Newegg currently has 8gb thumb drives on sale for $5.99. For the price of a sandwich, you could upgrade your storage and have plenty of space for a full install of Slackware.

hitest 10-25-2017 02:58 PM

Quote:

Originally Posted by Philip Lacroix (Post 5773760)
LQ members on the Slackware forum generally assume, for very good reasons, that people coming for help do have a full install of all package sets.

Thank you. A full install of Slackware works out of the box with all dependencies met. You are of course free to tinker with, and or pare down your install to meet your individual needs. We of course assume that you know what you're doing when you remove package sets.
As a rule we support full installations of Slackware.

colorpurple21859 10-25-2017 07:04 PM

for a minimal install without X, I usually install only a,ap,l,n. I have gone through each one and removed things I knew I wouldn't need, but that is usually a lot of work for what little extra space you get.

frankbell 10-25-2017 10:16 PM

I agree with Didier Spaier. Do the full install, then just use the CLI.

One reason Slackware is "big" is that includes lots of stuff, including kernel headers, kernel sources, multiple text editors, and many programming and development tools.

Having wanted to compile from sources on other distros and then having discovered that, in order to do so, I needed to install kernel headers, compilers, and so on and so forth, I think the robustness of Slackware is a positive thing.

bsmile 10-25-2017 11:33 PM

Quote:

Originally Posted by snowpine (Post 5773787)
Newegg currently has 8gb thumb drives on sale for $5.99. For the price of a sandwich, you could upgrade your storage and have plenty of space for a full install of Slackware.

Thanks, I have a virtualbox installation, thus cannot spare too much space for this system along with several other vb installed on my computer.

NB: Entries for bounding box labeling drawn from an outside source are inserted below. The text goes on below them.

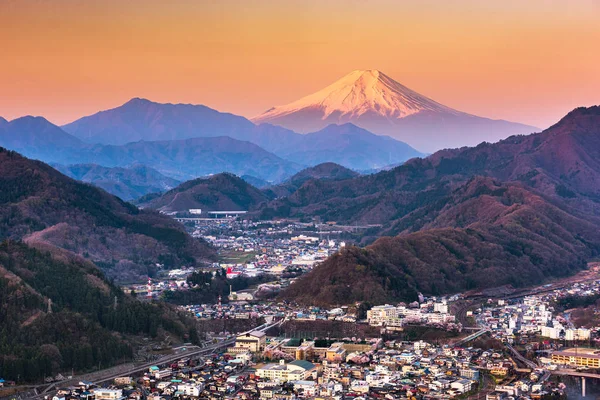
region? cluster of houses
[367,299,456,330]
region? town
[0,219,600,400]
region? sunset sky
[0,0,600,128]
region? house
[450,379,473,393]
[177,383,204,397]
[235,331,267,353]
[256,360,317,382]
[93,388,123,400]
[292,381,317,397]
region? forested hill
[136,172,269,213]
[0,148,214,280]
[262,106,600,234]
[0,241,198,382]
[278,107,600,304]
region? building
[459,368,479,381]
[115,376,133,386]
[235,331,267,353]
[450,379,473,393]
[552,347,600,368]
[94,389,123,400]
[177,383,204,397]
[256,360,317,382]
[367,304,399,325]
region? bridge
[454,328,489,346]
[28,319,285,400]
[550,369,600,397]
[505,343,538,369]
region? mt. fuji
[252,70,539,152]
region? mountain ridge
[280,107,600,305]
[0,148,215,280]
[252,70,538,152]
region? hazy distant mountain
[0,117,303,182]
[263,162,360,198]
[80,137,302,182]
[63,99,422,171]
[63,98,254,145]
[0,116,85,162]
[240,175,271,189]
[277,124,424,170]
[137,173,268,213]
[252,70,538,152]
[276,107,600,304]
[53,164,181,200]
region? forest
[0,241,199,382]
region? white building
[450,379,473,393]
[94,388,123,400]
[177,383,204,397]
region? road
[505,343,538,370]
[454,328,489,346]
[30,320,284,400]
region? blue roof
[290,360,315,370]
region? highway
[454,328,489,346]
[30,320,285,400]
[506,343,538,370]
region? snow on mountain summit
[252,69,537,152]
[253,69,462,123]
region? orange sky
[0,0,600,128]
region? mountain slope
[0,114,302,181]
[0,241,202,382]
[138,173,268,213]
[0,149,214,279]
[263,162,360,198]
[252,70,537,152]
[278,107,600,303]
[265,107,600,234]
[53,164,180,200]
[282,177,600,305]
[277,124,424,170]
[63,98,254,145]
[63,99,422,172]
[0,116,85,162]
[86,136,301,182]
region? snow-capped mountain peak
[253,69,459,123]
[252,69,536,152]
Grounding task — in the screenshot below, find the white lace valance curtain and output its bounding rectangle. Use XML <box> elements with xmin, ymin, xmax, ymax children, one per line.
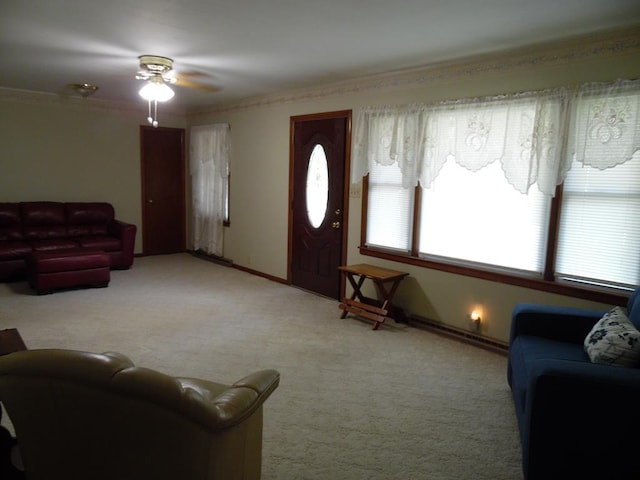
<box><xmin>569</xmin><ymin>80</ymin><xmax>640</xmax><ymax>170</ymax></box>
<box><xmin>352</xmin><ymin>82</ymin><xmax>640</xmax><ymax>196</ymax></box>
<box><xmin>189</xmin><ymin>124</ymin><xmax>230</xmax><ymax>256</ymax></box>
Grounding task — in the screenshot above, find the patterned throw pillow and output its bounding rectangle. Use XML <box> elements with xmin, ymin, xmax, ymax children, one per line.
<box><xmin>584</xmin><ymin>307</ymin><xmax>640</xmax><ymax>367</ymax></box>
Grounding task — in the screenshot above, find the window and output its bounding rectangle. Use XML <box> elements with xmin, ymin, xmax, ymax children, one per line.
<box><xmin>189</xmin><ymin>124</ymin><xmax>230</xmax><ymax>257</ymax></box>
<box><xmin>352</xmin><ymin>81</ymin><xmax>640</xmax><ymax>296</ymax></box>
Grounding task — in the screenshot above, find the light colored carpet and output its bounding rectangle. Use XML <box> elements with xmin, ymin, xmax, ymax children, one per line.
<box><xmin>0</xmin><ymin>254</ymin><xmax>522</xmax><ymax>480</ymax></box>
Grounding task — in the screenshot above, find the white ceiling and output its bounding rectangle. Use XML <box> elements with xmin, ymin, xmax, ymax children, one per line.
<box><xmin>0</xmin><ymin>0</ymin><xmax>640</xmax><ymax>108</ymax></box>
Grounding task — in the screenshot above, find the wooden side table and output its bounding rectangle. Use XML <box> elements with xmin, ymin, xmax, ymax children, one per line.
<box><xmin>338</xmin><ymin>263</ymin><xmax>409</xmax><ymax>330</ymax></box>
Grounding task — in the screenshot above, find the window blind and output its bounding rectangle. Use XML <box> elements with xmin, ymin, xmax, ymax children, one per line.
<box><xmin>556</xmin><ymin>152</ymin><xmax>640</xmax><ymax>288</ymax></box>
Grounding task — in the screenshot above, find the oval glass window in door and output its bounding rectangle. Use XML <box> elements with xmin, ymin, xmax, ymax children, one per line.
<box><xmin>307</xmin><ymin>143</ymin><xmax>329</xmax><ymax>228</ymax></box>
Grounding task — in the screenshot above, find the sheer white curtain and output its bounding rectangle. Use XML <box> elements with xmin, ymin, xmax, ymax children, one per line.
<box><xmin>352</xmin><ymin>89</ymin><xmax>569</xmax><ymax>195</ymax></box>
<box><xmin>569</xmin><ymin>80</ymin><xmax>640</xmax><ymax>170</ymax></box>
<box><xmin>351</xmin><ymin>105</ymin><xmax>425</xmax><ymax>188</ymax></box>
<box><xmin>189</xmin><ymin>124</ymin><xmax>230</xmax><ymax>257</ymax></box>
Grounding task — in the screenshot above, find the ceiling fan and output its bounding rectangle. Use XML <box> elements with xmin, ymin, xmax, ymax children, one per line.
<box><xmin>136</xmin><ymin>55</ymin><xmax>220</xmax><ymax>92</ymax></box>
<box><xmin>136</xmin><ymin>55</ymin><xmax>218</xmax><ymax>127</ymax></box>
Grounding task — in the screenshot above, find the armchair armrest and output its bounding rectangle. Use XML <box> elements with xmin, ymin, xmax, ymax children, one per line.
<box><xmin>177</xmin><ymin>370</ymin><xmax>280</xmax><ymax>430</ymax></box>
<box><xmin>509</xmin><ymin>303</ymin><xmax>606</xmax><ymax>345</ymax></box>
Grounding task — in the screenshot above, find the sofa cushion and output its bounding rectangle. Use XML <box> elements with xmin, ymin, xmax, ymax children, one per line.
<box><xmin>627</xmin><ymin>288</ymin><xmax>640</xmax><ymax>330</ymax></box>
<box><xmin>509</xmin><ymin>335</ymin><xmax>589</xmax><ymax>413</ymax></box>
<box><xmin>0</xmin><ymin>203</ymin><xmax>22</xmax><ymax>240</ymax></box>
<box><xmin>20</xmin><ymin>202</ymin><xmax>67</xmax><ymax>239</ymax></box>
<box><xmin>74</xmin><ymin>235</ymin><xmax>122</xmax><ymax>252</ymax></box>
<box><xmin>0</xmin><ymin>242</ymin><xmax>32</xmax><ymax>261</ymax></box>
<box><xmin>65</xmin><ymin>202</ymin><xmax>115</xmax><ymax>237</ymax></box>
<box><xmin>584</xmin><ymin>307</ymin><xmax>640</xmax><ymax>367</ymax></box>
<box><xmin>29</xmin><ymin>238</ymin><xmax>79</xmax><ymax>252</ymax></box>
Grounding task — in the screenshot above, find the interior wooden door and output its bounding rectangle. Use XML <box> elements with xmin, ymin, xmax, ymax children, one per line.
<box><xmin>289</xmin><ymin>111</ymin><xmax>351</xmax><ymax>299</ymax></box>
<box><xmin>140</xmin><ymin>126</ymin><xmax>186</xmax><ymax>255</ymax></box>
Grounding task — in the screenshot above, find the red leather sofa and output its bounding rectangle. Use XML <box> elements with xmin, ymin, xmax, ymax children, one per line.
<box><xmin>0</xmin><ymin>202</ymin><xmax>137</xmax><ymax>281</ymax></box>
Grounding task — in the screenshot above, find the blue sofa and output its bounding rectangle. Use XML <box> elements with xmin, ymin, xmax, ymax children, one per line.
<box><xmin>507</xmin><ymin>289</ymin><xmax>640</xmax><ymax>480</ymax></box>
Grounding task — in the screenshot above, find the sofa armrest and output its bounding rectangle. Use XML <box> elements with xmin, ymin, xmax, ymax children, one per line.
<box><xmin>509</xmin><ymin>303</ymin><xmax>606</xmax><ymax>345</ymax></box>
<box><xmin>523</xmin><ymin>359</ymin><xmax>640</xmax><ymax>479</ymax></box>
<box><xmin>108</xmin><ymin>220</ymin><xmax>138</xmax><ymax>266</ymax></box>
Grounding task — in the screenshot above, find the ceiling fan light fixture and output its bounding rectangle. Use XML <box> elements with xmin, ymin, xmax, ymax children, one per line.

Gerard Lally 10-26-2017 01:42 AM

Quote:

Originally Posted by bsmile (Post 5773722)
I basically use slackware to learn linux, I was intrigued by its completeness, stability and speed as learned from the internet, but, man, it is big! I just need a command line interface with minimum size, I have removed KDE and hadn't installed XFCE, and now I am left with 6.0G, which is still way too big. Is there anything else I can remove to get a slim yet complete linux so that I can play with on command line?

Run the live DVD. No disk space needed.

ruario 10-26-2017 02:46 AM

I would also suggest a full install when possible. There is no performance benefit to a minimal Slackware install (as many people seem to think) and disk space is very cheap these days. If however, you have some reason why adding disk space is hard or you are doing this as a learning exercise, then this will give you some clues.

bsmile 10-26-2017 10:46 AM

Quote:

Originally Posted by ruario (Post 5773951)
I would also suggest a full install when possible. There is no performance benefit to a minimal Slackware install (as many people seem to think) and disk space is very cheap these days. If however, you have some reason why adding disk space is hard or you are doing this as a learning exercise, then this will give you some clues.

Thanks, Ruario, I will give it a try. 2G size would be perfect for my purpose. But seeking help might be a bit hassle as I really don't know whether it is because I hadn't installed something or I made a mistake. But let's wait and see as it is a learning process for me.

bsmile 10-26-2017 10:46 AM

Quote:

Originally Posted by Gerard Lally (Post 5773938)
Run the live DVD. No disk space needed.

Wouldn't that mean I cannot upgrade or change the kernel or anything to do with the operation system?

Gerard Lally 10-26-2017 11:21 AM

Quote:

Originally Posted by bsmile (Post 5774090)
Wouldn't that mean I cannot upgrade or change the kernel or anything to do with the operation system?

Use Crux then.

bsmile 10-26-2017 11:46 AM

Quote:

Originally Posted by Gerard Lally (Post 5774096)
Use Crux then.

This sounds interesting, is Crux and Slackware designed under a similar philosophy? Slackware is indeed more familiar to my very old unix impression than other distro like ubuntu etc.